When I had just turned 19, I got a tattoo of a female symbol on my bicep. In college I was a gender studies major (along with religion, big surprise there) and can’t remember a time I wasn’t a feminist. Gloria Steinem visited the college where my parents taught when I was 10 and my mother paid me $5 to go stand in line at the mic to ask her a question. It was a safe bet, my female symbol—17 years later, I’m definitely still a feminist. I am watching my five year old daughter spoonful by spoonful begin to swallow the message she is supposed to be pretty in order to matter in this world (which, truthfully, she is) and I cannot do anything to stop it. When she is 19, maybe she, too, will need a tattoo of a female symbol on her bicep.

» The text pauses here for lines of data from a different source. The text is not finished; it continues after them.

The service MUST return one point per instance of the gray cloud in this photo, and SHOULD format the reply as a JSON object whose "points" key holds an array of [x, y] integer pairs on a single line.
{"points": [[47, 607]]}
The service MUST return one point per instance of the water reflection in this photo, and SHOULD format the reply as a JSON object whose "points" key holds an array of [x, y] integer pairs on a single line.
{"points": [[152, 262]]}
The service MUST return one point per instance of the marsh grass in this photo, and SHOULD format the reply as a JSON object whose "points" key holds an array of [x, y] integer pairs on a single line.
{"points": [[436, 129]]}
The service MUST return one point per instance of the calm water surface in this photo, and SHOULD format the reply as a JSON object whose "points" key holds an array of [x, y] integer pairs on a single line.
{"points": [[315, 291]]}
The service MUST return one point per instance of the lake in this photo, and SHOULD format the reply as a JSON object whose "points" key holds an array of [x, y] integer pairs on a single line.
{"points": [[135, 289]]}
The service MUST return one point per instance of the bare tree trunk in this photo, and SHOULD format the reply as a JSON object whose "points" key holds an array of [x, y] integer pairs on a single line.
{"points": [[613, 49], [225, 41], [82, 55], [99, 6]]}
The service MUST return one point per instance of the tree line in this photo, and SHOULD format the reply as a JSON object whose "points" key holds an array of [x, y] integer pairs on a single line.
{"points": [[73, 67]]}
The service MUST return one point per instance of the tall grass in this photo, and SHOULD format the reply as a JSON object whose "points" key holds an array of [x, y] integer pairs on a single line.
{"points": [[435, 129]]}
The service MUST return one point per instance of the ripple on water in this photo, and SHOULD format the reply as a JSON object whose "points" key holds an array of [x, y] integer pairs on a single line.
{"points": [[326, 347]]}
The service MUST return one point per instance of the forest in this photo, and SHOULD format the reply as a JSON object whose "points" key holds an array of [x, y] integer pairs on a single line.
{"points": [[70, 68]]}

Today is International Women’s Day—for another hour, at least—and I have had the privilege to travel meet women from the Global South and I know how different their concerns are from mine. I know that beauty in the US can be hazardous to one’s health but to the woman from rural Tanzania who doesn’t have clean water, that is the least of her concerns. For a woman in the mountains in rural India to menstruate is to be considered filthy, contagious—that is not a mere inconvenience. As I watch my own daughter admiring ads for make up (which she’s never seen me wear) I am well-aware that the stakes for her are quite different. She may or may not go on to accomplish All The Things, but the obstacles she will confront are not the same.
When I got my tattoo I knew everything—I was sure that my rage had moral weight. This morning I preached about Jesus turning the tables over in the temple and skated over the question of his anger (truth be told, it was not my finest homiletical moment), but his anger, and our anger, did matter and does matter. But it will not do anything on its own. I’m not sure how much it mattered that we held signs in front of the women’s clinic near my college to support those on their way in. Maybe it did. Maybe it mattered to one, and that was enough.
Now I am wondering what it matters that my tattoo is still there—I’ve got plans to get rid of it in favor of a larger piece—another woman symbol, a woman with a burning holy heart, love, who walks the world. She is the power of love over death. But I will miss the clarity I had 18 years ago. It was pretty nice to be so sure I was right.